König Saul

König Saul

Nach der Bibel war Saul (hebr. שאולŠā’ûl oder Sha'ul - „der Erbetene“) um 1000 v. Chr. der erste König Israels. Bisher gibt es keinerlei außerbiblische Zeugnisse für die Existenz dieses Stammesfürsten oder Königs, die zeitlich genaue Fixierung seiner Regierungszeit ist ebenfalls extrem schwierig.

Inhaltsverzeichnis

Biblisches Zeugnis

Saul, der Sohn des Kisch aus Gibea im Gebiet des Stammes Benjamin, markiert mit seiner Herrschaft den Übergang von einem losen Zusammenschluss einzelner Stämme Israels zu einem festgefügten Staat. Zwar trat er wie die charismatischen Richter vor ihm in einer kritischen Situation als politisch-militärischer Führer in Erscheinung, legte aber im Gegensatz zu ihnen sein Mandat anschließend nicht nieder.

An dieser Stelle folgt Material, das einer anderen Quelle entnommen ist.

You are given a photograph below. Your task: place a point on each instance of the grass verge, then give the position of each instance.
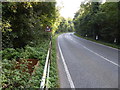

Die biblischen Erzählungen zu Saul finden sich im 1. Buch Samuel (1 Sam 9-31 EU). Danach schlug er die Ammoniter in einer offenen Feldschlacht und befreite damit die von ihnen belagerte Stadt Jabesch in Gilead. Dieses Gebiet scheint zu seinem Stammesgebiet gehört zu haben, denn die Leute von Jabesch begruben später seinen Leichnam und die seiner Söhne „unter einem Tamariskenbaum“ (1 Sam 31,11-13 EU). In der Siegesfreude wurde er anschließend auf der alten Kultstätte Gilgal durch das Volk zum König gewählt und nach 1 Sam 10,1 EU vom Propheten Samuel zum König und zum Messias gesalbt. Dies führte zu einer Gegenreaktion der Philister, die seinerzeit die starke Macht der Küstenstädte und der fruchtbaren Ebene verkörperten. Saul konnte sich trotz zahlreicher Kämpfe nie entscheidend gegen diesen Gegner durchsetzen und vereinte vor allem die Stämme des nördlichen Berglandes (Ephraim), des Ostjordanlandes Gilead und zeitweise auch das Gebiet der großen Städte in der Jesreel-Ebene, sowie des davidischen Stammesgebietes Benjamin und Juda.

Er residierte in seinem Heimatort Gibea und begann mit der Schaffung staatlicher Strukturen, die aber erst von seinen Nachfolgern erfolgreich ausgebaut werden konnten. Unter anderem baute er ein kleines, stehendes Söldnerheer auf und ordnete die Vertreibung von Totenbeschwörern und Wahrsagern an. Im kultisch-religiösen Bereich kam es mehrfach zu Unstimmigkeiten mit dem Propheten Samuel, der ihn zunächst zum König gesalbt hatte, ihn schließlich jedoch im Auftrag Gottes verwarf.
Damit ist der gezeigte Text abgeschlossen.